Die postoperative Schmerztherapie des Wundschmerzes gliedert sich in folgende Bausteine:
Nozizeptiver (inflammatorischer) Schmerz an der Wunde
Schmerz durch Spannung bei Ödembildung/Schwellung
Neuropathischer Schmerz durch durchtrennte Nerven
Therapie des Nozizeptiven Schmerzes:
Bei hohen Schmerzen lokal kann topisch mittels Xylocain-Gel eine Analgesie geschaffen werden.
Ähnliches ist durch Kälteanalgesie zu machen (=Kühlung). Dabei ist auf Kältenekrosen zu achten.
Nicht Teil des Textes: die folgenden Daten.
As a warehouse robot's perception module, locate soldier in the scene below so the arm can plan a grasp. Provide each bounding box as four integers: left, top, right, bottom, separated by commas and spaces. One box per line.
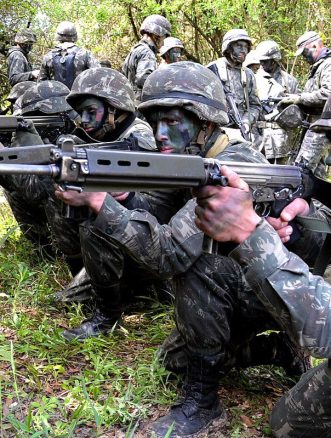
48, 68, 169, 332
122, 14, 171, 103
160, 37, 184, 65
243, 50, 261, 74
7, 81, 34, 114
38, 21, 100, 89
5, 81, 75, 255
57, 61, 312, 437
7, 29, 39, 86
196, 115, 331, 438
281, 31, 331, 175
207, 29, 261, 141
256, 40, 300, 164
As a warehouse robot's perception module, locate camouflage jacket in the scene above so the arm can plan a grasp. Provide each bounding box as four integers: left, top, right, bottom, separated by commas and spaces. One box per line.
38, 42, 100, 86
256, 67, 300, 160
94, 142, 266, 278
300, 49, 331, 115
122, 39, 157, 103
207, 58, 261, 124
7, 47, 34, 87
230, 220, 331, 358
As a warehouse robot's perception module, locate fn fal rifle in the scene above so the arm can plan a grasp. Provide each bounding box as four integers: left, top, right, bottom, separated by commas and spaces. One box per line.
0, 140, 331, 250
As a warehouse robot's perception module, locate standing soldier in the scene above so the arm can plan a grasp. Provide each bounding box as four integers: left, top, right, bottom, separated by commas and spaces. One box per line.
256, 40, 300, 164
38, 21, 100, 89
207, 29, 261, 144
7, 29, 39, 86
122, 15, 171, 103
160, 37, 184, 65
281, 31, 331, 175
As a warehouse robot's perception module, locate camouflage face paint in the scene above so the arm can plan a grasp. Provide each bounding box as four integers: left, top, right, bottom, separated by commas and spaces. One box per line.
168, 47, 182, 63
149, 108, 201, 154
230, 40, 249, 64
76, 97, 107, 134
Keine direkte Kälte (z.B. Eis) auf die Wunde und Kältetherapie immer nur kurz (<15min), dafür dann repetitiv im Tagesverlauf
Medikamentös nach WHO-Stufenschema
Therapie des Schmerzs durch Spannung bei Ödembildung/Schwellung:
Eine frühe Kompression fördert die Stumpfheilung und reduziert die Ödembildung.
Der Stumpf sollte möglichst mehrfach am Tag hoch gelagert werden um den venösen und lymphatischen Abfluss zu verbessern.
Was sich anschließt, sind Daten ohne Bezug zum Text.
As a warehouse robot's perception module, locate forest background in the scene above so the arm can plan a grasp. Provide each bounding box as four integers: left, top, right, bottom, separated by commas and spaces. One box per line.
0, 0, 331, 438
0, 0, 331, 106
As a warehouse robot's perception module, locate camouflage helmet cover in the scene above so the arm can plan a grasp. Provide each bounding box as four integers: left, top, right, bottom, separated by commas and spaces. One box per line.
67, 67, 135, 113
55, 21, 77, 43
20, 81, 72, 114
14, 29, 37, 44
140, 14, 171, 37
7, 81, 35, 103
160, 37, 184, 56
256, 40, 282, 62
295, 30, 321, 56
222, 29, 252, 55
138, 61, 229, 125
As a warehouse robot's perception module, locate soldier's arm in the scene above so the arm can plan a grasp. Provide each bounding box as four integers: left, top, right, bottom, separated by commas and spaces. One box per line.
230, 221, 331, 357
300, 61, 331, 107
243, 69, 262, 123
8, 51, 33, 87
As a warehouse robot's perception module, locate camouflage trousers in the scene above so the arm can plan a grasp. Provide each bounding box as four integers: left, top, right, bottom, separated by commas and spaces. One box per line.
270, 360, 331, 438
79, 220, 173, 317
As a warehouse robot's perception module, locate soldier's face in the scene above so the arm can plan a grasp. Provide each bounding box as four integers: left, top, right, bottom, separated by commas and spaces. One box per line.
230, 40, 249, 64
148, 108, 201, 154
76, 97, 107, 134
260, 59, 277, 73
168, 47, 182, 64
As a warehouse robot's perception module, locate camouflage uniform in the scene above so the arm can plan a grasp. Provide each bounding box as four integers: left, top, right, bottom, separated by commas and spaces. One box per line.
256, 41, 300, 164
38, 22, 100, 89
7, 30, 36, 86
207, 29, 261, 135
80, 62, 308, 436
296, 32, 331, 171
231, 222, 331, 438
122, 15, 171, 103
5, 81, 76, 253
Dabei aber immer im Wechsel auch Dehnung Iliopsoas = Hüftbeugekontraktur-Prophylaxe!
Therapie des neuropathischen Schmerz
Antikonvulsiva (Pregabalin oder Gabapentin) als Ko-Analgetikum frühzeitig eindosieren
Bei starken neuropathischen Schmerzen (brennen, stechen, Phantomschmerz)
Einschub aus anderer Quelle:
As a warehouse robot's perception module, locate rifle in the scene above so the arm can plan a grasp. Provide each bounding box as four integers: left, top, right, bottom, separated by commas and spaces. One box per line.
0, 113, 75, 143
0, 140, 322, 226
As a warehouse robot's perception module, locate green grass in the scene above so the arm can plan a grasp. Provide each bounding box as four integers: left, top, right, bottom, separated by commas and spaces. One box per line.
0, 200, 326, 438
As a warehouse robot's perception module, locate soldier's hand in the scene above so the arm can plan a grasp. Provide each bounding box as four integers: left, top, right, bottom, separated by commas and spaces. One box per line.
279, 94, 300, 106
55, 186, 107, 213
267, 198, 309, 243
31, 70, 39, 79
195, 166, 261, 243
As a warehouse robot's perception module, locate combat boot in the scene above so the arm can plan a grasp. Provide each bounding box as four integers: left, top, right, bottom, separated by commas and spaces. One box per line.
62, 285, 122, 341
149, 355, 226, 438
Calcitonin-Infusionen oder Injektionen (intramuskulär) können kurzfristig versucht werden (vorab Serumkalzium bestimmen).
Pragmatisches Schema wäre 100I.E. Lachs-Calcitonin i.v. (in 250ml NaCl) oder i.m 1x täglich für eine Woche. Anschließend Serumkalzium bestimmen und ggf. ausgleichen.
ODER:
Ketamin oder S-Ketamin (als Kurzinfusion, z.B. 0,1 mg/kg Bolus gefolgt von Dauerinfusion mit 0,4 mg/KG/h) einmal täglich. Maximal für eine Woche.